A sinusoidal wave travelling in the positive direction on stretched string has amplitude $20cm$, wavelength $1m$ and wave velocity $5m/s$. At $x=0$ and $t=0$, it is given that $y=0$ and $\frac{dy}{dt}<0$. Find the wave function $y(x,t)$.

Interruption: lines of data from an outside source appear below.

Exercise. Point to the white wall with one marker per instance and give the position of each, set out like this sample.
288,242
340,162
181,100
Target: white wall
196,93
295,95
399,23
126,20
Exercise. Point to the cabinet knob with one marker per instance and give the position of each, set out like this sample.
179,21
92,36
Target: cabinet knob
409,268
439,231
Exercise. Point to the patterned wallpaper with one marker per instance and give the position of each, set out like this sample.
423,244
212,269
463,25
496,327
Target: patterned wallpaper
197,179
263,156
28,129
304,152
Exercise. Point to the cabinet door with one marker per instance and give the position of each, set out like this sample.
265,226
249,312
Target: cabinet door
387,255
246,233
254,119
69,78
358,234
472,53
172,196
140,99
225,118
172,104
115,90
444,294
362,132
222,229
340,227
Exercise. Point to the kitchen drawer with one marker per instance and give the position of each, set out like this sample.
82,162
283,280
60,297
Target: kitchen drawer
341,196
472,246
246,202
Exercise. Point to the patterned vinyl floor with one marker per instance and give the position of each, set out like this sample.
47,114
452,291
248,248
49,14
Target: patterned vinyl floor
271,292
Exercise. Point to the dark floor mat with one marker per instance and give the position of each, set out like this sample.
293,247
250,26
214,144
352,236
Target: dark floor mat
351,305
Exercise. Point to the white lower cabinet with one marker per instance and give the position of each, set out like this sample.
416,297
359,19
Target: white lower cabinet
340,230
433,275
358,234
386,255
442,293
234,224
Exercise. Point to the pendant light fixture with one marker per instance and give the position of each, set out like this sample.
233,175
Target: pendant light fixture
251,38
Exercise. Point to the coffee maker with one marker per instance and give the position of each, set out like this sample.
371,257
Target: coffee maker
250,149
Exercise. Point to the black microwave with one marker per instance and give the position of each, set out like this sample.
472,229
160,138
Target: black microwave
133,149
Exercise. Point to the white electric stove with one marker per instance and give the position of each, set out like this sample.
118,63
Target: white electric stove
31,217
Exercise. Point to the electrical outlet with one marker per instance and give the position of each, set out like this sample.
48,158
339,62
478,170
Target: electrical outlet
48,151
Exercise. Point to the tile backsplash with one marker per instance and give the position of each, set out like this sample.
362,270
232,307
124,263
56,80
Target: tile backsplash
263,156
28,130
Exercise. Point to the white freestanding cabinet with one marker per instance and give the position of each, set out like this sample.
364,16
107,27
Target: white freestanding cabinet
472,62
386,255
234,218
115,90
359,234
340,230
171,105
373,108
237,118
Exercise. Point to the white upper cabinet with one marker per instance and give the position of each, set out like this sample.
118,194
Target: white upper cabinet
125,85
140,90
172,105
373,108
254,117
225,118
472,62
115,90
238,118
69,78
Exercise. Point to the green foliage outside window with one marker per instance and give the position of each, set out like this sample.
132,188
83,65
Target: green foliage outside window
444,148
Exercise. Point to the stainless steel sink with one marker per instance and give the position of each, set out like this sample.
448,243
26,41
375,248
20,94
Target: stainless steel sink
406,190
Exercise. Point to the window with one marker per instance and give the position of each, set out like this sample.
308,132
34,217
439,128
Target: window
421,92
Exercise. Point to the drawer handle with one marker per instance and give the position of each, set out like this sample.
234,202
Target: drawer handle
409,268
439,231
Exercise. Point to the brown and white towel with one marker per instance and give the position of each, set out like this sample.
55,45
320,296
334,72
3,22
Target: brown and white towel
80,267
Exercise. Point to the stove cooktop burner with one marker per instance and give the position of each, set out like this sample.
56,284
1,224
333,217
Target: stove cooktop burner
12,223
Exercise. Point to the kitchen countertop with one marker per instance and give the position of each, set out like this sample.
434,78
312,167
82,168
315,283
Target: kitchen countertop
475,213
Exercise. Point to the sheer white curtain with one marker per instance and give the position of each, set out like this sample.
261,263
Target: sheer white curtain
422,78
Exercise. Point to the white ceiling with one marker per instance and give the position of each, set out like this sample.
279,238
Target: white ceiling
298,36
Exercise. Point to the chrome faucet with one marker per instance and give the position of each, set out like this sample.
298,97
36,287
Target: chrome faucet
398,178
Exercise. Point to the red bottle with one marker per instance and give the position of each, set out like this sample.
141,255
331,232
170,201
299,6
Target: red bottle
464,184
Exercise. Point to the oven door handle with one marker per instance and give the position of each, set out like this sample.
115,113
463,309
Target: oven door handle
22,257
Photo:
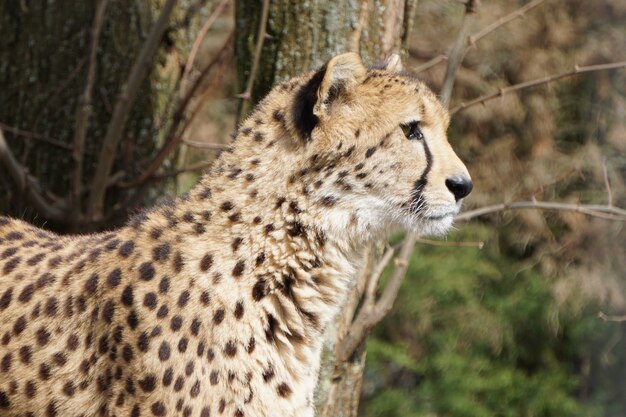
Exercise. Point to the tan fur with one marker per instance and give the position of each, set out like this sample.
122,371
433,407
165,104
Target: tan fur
215,304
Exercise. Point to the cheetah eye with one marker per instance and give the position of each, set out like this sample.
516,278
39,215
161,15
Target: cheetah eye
412,131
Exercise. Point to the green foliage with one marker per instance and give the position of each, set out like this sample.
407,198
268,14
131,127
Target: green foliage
476,335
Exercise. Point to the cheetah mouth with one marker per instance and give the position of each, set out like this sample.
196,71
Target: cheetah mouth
439,217
440,213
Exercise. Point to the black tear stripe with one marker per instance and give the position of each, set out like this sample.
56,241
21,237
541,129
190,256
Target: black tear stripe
418,198
303,118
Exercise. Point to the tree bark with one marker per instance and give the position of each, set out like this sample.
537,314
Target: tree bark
301,36
44,71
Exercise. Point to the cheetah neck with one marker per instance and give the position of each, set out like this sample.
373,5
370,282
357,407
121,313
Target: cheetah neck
262,248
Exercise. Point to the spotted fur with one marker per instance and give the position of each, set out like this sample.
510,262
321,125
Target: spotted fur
215,304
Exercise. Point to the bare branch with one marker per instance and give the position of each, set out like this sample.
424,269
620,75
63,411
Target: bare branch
173,136
205,145
372,282
474,38
33,135
354,41
606,317
457,53
83,110
539,81
431,242
164,175
365,320
28,185
393,18
607,184
247,94
430,63
184,79
503,21
126,98
594,210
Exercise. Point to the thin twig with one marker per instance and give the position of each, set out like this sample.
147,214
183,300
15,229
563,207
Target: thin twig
173,136
457,53
607,184
205,145
83,110
158,176
33,135
474,38
25,183
430,63
246,96
606,317
539,81
366,320
503,21
354,39
49,98
372,283
431,242
190,168
594,210
124,103
184,79
369,317
392,26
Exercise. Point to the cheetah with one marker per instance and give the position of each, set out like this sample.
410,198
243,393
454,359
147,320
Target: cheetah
215,303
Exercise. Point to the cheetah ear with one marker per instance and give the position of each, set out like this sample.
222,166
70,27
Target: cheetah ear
393,63
341,74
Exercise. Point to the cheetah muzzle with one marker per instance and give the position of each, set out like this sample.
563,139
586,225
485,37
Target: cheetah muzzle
215,303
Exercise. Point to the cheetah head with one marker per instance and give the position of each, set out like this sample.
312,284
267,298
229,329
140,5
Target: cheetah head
373,150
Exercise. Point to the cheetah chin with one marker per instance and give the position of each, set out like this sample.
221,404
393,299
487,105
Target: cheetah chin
216,303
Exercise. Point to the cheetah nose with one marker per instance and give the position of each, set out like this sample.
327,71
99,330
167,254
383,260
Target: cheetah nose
459,186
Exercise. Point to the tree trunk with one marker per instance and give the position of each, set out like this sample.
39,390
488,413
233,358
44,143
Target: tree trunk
44,63
300,36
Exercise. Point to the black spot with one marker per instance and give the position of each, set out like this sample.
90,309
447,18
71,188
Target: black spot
176,323
239,268
91,285
239,310
27,293
303,118
127,248
183,299
206,262
236,243
205,298
260,259
218,316
259,290
182,344
161,252
230,349
146,271
164,285
114,277
148,383
127,296
283,390
270,331
178,262
143,342
132,320
329,201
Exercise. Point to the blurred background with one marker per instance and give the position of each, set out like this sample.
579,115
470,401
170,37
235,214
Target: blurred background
516,313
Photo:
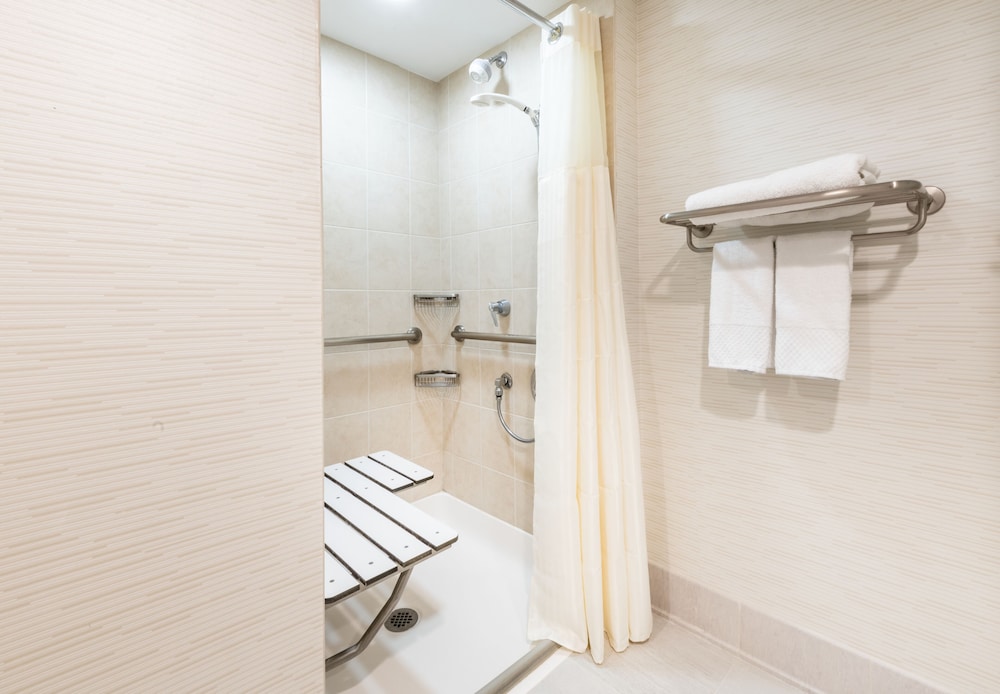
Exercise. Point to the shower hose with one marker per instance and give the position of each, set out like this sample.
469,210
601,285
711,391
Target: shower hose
499,394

• A. $y(x,t)=\left(0.02m\right)\sin [\left(2\pi m^{-1}\right)x+\left(10\pi s^{-1}\right)t]m$
• B. $y(x,t)=\left(0.02m\right)\cos [\left(10\pi s^{-1}\right)t+\left(2\pi m^{-1}\right)x]m$
• C. $y(x,t)=\left(0.02m\right)\sin [\left(2\pi m^{-1}\right)x-\left(10\pi s^{-1}\right)t]m$
• D. $y(x,t)=\left(0.02m\right)\sin [\left(\pi m^{-1}\right)x+\left(5\pi s^{-1}\right)t]m$

Answer 1

The correct option is C $y(x,t)=\left(0.02m\right)\sin [\left(2\pi m^{-1}\right)x-\left(10\pi s^{-1}\right)t]m$

We start a general form for a rightward moving wave,
$y(x,t)=A\sin (kx-\omega t+\varphi )$ ...(i)
The given amplitude is $A=2cm=0.02m$
The wavelength is given as
$\lambda =1m$
Wave number $=k=2\pi /\lambda =2\pi m^{-1}$
Angular frequency,
$\omega =vk=10\pi rad/s$
From equation (i),
$y(x,t)=\left(0.02\right)\sin [2\pi (x-5t)+\varphi ]$
$\because$ For $x=0,t=0$
$y=0$ and $\frac{\partial y}{\partial t}<0$
i.e. $0.02\sin \varphi =0$ (as $y=0$)
and $-0.2\pi \cos \varphi <0$
From these conditions, we may conclude that
$\varphi =2n\pi$, where $n=0,2,4,6,\dots$
Therefore,
$y(x,t)=\left(0.02m\right)\sin [\left(2\pi m^{-1}\right)x-\left(10\pi s^{-1}\right)t]m$